5. **Find the first audible word** and cut dead air before it. Do not hide opening silence under a chart/image.
6. **Compare transcript to teleprompter**:
   - Keep Sam's best natural wording if it is stronger than the doc.
   - Remove restarts, long pauses, filler, and duplicated lines.
7. **Create/source visuals when needed**:
   - First try existing recording-doc charts/images.
   - If visuals are missing, weak, or too repetitive, generate or source a visual pack.
   - For AI generation, prefer vertical phone-first visuals with no readable text/logos/robots; add exact text later if needed.
   - Normalize final visual assets to 1080x1920 and keep originals as backup.
   - Include a `visual_pack_notes.md` with recommended order and editor usage.
8. **Build the retention edit**:
   - First audible word should start at ~0:00.
   - Use chart/image cutaways as short visual proof, not long wallpaper.
   - Keep Sam on screen more than the images unless a chart is actively being explained.
   - For opening chart sections, prefer chart full-screen with Sam picture-in-picture bottom-right.
   - Opinions, stakes, belief correction, and CTA stay on Sam's face.
   - Add subtle push-ins on Sam's full-face shots and on face PiP when possible.
9. **Caption package**:
   - Always create a captions handoff package; do not depend on DaVinci auto-subtitles.
   - For text-heavy/chart visuals, do not place captions over the image.
   - For full-face sections, use Sam's exact words in narrow 1–2 line chunks.
10. **Produce output**:
   - If an MP4 can be safely rendered, create it and verify duration/resolution.
   - Otherwise create an editor handoff doc/markdown with exact timings.
11. **Verify**:
   - Check output file exists.
   - Use `ffprobe` for duration/resolution/audio streams.
   - Extract a few frames to verify images/crops are not broken.
   - Upload/share user-facing Drive outputs with `shmonac@gmail.com` writer access when Drive is used.

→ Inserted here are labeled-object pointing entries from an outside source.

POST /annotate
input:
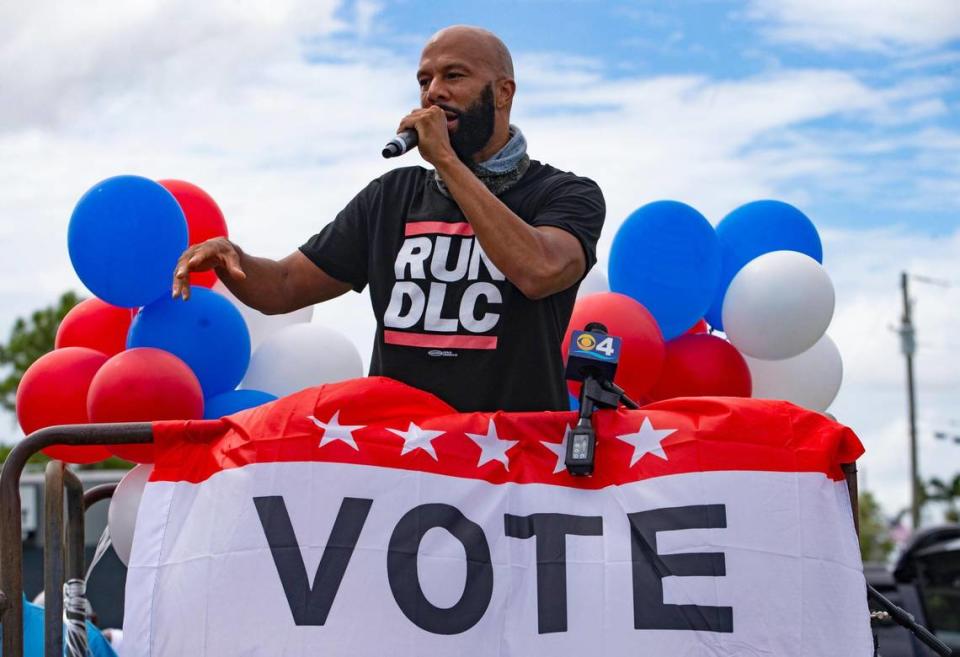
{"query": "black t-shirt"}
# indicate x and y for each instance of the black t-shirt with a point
(447, 320)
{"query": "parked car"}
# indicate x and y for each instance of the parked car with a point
(924, 581)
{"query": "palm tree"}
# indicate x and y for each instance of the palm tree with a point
(948, 492)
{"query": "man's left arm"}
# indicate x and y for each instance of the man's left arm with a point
(540, 261)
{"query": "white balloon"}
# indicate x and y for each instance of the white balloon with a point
(595, 281)
(778, 305)
(122, 514)
(811, 379)
(301, 356)
(262, 326)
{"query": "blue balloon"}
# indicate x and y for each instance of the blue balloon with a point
(754, 229)
(207, 333)
(666, 256)
(228, 403)
(125, 237)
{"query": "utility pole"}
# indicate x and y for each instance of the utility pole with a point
(908, 345)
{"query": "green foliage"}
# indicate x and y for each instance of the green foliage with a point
(875, 541)
(947, 492)
(30, 338)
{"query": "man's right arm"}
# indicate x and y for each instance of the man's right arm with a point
(273, 287)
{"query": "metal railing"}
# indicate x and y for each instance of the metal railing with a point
(58, 480)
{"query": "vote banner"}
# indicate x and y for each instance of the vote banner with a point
(368, 518)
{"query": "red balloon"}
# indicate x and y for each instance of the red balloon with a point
(702, 366)
(144, 385)
(95, 324)
(54, 391)
(204, 220)
(700, 327)
(642, 351)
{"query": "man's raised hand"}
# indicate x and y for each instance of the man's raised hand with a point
(219, 254)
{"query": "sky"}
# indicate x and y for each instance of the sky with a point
(848, 109)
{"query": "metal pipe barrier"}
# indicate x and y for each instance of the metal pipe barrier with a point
(60, 480)
(11, 545)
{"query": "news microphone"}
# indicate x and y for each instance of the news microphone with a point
(400, 144)
(592, 359)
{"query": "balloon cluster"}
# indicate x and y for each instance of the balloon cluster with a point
(676, 283)
(133, 354)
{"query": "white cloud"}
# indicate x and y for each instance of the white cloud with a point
(861, 24)
(865, 267)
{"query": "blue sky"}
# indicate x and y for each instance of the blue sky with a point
(899, 181)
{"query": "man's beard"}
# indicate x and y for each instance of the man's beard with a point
(475, 127)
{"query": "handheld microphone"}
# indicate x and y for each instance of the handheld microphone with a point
(400, 144)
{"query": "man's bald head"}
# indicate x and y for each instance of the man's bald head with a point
(468, 72)
(484, 46)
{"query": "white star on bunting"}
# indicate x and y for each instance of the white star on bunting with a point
(646, 441)
(416, 438)
(560, 450)
(492, 447)
(333, 430)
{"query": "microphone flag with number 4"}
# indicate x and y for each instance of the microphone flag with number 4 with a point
(368, 518)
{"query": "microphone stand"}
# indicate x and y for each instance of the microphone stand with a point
(597, 392)
(904, 619)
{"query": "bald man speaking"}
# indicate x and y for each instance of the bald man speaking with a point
(473, 266)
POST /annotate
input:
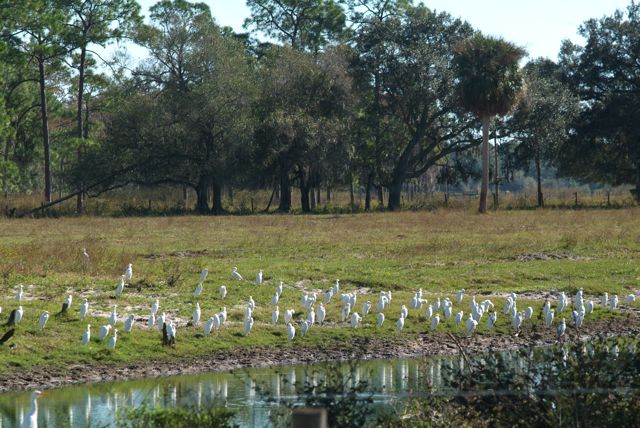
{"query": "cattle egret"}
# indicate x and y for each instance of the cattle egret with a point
(31, 419)
(86, 337)
(248, 324)
(198, 291)
(128, 272)
(435, 321)
(203, 275)
(128, 324)
(196, 314)
(235, 274)
(114, 316)
(84, 309)
(120, 287)
(291, 331)
(104, 331)
(113, 340)
(43, 319)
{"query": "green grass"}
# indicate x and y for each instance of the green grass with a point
(440, 252)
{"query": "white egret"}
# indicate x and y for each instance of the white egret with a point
(458, 318)
(31, 419)
(235, 274)
(128, 272)
(43, 319)
(471, 325)
(84, 309)
(435, 321)
(322, 313)
(113, 340)
(114, 316)
(86, 337)
(248, 324)
(203, 275)
(562, 327)
(104, 331)
(196, 314)
(208, 326)
(304, 328)
(380, 319)
(198, 291)
(120, 287)
(291, 331)
(128, 323)
(67, 304)
(548, 320)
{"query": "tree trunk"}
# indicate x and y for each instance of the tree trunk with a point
(539, 179)
(217, 199)
(81, 66)
(285, 191)
(202, 195)
(485, 164)
(45, 131)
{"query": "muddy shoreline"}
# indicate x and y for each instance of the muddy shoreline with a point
(361, 348)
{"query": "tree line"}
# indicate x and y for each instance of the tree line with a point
(315, 94)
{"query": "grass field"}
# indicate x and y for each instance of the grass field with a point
(439, 251)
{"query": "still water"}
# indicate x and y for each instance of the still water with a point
(99, 405)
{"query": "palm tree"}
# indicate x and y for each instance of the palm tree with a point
(489, 84)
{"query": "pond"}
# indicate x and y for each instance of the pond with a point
(251, 394)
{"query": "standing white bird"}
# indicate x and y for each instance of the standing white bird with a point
(471, 325)
(86, 337)
(248, 324)
(198, 291)
(562, 327)
(67, 303)
(84, 309)
(114, 316)
(104, 331)
(435, 321)
(31, 419)
(203, 275)
(291, 331)
(128, 323)
(196, 314)
(43, 319)
(128, 272)
(120, 287)
(113, 340)
(235, 274)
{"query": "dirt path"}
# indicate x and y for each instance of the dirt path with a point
(359, 348)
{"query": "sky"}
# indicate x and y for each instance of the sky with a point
(539, 26)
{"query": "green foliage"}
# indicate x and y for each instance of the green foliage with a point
(207, 417)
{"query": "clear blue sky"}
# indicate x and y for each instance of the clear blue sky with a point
(537, 25)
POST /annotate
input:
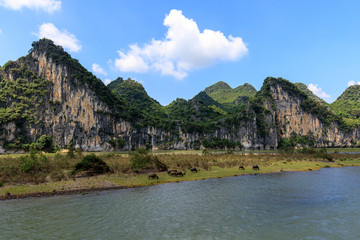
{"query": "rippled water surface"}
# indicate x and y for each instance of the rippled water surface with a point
(321, 204)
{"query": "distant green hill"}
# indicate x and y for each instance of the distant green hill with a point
(305, 89)
(195, 115)
(115, 83)
(224, 94)
(348, 104)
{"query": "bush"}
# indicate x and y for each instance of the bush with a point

## AI Business Boomer edit rules

- Style: clean documentary/business explainer.
- Avoid cheesy robot effects, spinning transitions, random stock footage.
- Use images as proof/mechanism/action visuals, not decoration.
- Talk to the image: if a chart is on screen, Sam's line should explain the chart.
- Cut back to Sam frequently; if an image stays up too long, the video feels like a slide deck.
- Use bottom-right face PiP over a chart when both Sam and the chart need to be visible.
- Default cut order:
  1. Start on Sam or chart+Sam PiP at the first audible word
  2. Short image/chart proof hit
  3. Sam explanation / belief correction
  4. Short proof/projection image
  5. Sam business implication
  6. Short practical examples image
  7. Sam CTA
- Default export: MP4, H.264, 1080x1920, 30fps, under 60 seconds.

## When making an actual MP4

Use ffmpeg for reliable mechanical operations:

- Trim dead air, especially the opening lead-in and silent tail
- Normalize/copy audio
- Scale/crop to 1080x1920
- Insert still-image cutaways
- Add chart/image + face picture-in-picture overlays
- Add subtle push-ins on Sam/full-face shots and PiP shots
- Create caption files/packages, but do not assume this ffmpeg build can burn captions cleanly

If the edit needs detailed manual judgment, create a DaVinci handoff instead of pretending ffmpeg can do everything.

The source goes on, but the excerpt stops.